Although Arthur hardly comprehended these figures, they interested him, and he now asked: “How many barrels of oil will we have to get out of our well, grandpapa, to give us as much money as we need?”

“That is rather a hard question to answer,” laughed Colonel Dale; “for, as a general thing, the more money people have, the more they think they need. However, always supposing that it is not a ‘duster,’ as you have taught me to call a dry hole, if our well yields twenty-five barrels a day I shall be pleased. If it should yield fifty barrels I should be perfectly satisfied; while with a daily yield of one hundred barrels, I should be amazed and delighted. In that case you might well be called a ‘little oil Prince’; for, with oil at three dollars per barrel, your income would be at the rate of a hundred thousand dollars a year.”

“But suppose it should yield more than a hundred barrels a day?” persisted Arthur. “How would you feel then?”

“I am sure I do not know,” laughed his grandfather, “for I cannot conceive of such a thing as happening. I expect I should feel something as Mr. Kier of Pittsburgh did in 1860, when the oil that he had been getting at the rate of two or three barrels a day from his salt wells, and selling as a medicine for fifty cents a half pint, was suddenly produced in such quantities that the price fell to about ten cents per barrel. So, if our well should flow too freely, I should be afraid that its product would become a drug on the market.”
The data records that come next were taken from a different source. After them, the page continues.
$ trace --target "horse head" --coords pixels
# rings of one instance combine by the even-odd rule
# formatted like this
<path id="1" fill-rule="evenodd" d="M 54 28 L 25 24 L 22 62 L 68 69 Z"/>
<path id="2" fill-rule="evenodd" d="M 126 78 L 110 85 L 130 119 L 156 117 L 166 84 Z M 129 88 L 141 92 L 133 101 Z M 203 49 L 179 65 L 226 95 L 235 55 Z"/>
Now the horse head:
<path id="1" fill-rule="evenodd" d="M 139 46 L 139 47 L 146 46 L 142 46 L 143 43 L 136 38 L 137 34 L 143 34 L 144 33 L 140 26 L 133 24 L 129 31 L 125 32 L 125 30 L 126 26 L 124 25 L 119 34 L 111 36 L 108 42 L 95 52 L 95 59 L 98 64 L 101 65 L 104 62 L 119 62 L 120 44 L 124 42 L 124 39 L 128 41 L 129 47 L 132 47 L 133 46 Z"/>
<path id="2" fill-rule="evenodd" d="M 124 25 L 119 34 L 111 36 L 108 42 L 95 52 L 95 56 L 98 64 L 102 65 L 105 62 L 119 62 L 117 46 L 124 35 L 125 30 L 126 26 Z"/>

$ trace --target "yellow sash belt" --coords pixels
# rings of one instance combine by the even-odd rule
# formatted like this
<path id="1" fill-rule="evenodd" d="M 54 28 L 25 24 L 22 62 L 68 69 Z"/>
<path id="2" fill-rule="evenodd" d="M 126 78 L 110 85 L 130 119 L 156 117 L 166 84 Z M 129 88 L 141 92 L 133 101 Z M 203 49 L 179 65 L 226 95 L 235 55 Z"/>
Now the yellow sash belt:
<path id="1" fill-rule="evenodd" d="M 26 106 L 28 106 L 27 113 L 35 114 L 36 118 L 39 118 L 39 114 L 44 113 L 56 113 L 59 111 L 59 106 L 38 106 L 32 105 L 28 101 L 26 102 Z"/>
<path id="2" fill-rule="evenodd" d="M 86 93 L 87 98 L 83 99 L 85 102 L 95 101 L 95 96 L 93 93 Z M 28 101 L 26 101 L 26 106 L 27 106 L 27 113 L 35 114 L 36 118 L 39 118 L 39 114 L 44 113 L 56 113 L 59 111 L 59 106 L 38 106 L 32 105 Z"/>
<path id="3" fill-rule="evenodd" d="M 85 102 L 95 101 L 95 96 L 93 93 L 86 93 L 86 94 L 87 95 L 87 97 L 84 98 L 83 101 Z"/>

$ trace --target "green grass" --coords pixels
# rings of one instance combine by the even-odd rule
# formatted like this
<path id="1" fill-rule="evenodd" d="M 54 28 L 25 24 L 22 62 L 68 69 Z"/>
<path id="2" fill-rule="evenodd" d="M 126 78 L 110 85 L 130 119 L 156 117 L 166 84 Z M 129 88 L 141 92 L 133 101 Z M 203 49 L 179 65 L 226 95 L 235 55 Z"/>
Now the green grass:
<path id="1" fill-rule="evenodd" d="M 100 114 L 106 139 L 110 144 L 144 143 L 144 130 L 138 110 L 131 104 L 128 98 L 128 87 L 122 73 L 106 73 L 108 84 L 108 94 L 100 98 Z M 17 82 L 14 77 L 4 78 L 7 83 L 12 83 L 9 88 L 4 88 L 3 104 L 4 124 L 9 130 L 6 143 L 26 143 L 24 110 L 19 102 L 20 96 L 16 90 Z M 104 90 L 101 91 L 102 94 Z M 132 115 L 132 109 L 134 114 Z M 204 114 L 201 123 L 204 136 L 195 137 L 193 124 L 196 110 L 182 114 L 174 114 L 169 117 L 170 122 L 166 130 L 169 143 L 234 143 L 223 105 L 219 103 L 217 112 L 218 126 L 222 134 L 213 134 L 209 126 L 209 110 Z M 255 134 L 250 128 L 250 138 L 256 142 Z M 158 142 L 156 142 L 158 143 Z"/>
“Just what Mr. Kier’s had been, but ceased to be,” laughed Miss Hatty.

“What?” asked Arthur, innocently.

“Why, a drug on the market. Didn’t uncle say that it was formerly sold as a medicine?”

“Oh, yes,” said Arthur, soberly, “I see.”

Just then Miss Hatty, who was very fond of figs, invested ten cents in a small box of “fig tablets,” as the train-boy called them. She and Arthur at once began to eat them with evident relish, but Colonel Dale refused the proffered box.

“What do you suppose you are eating?” he asked, smiling.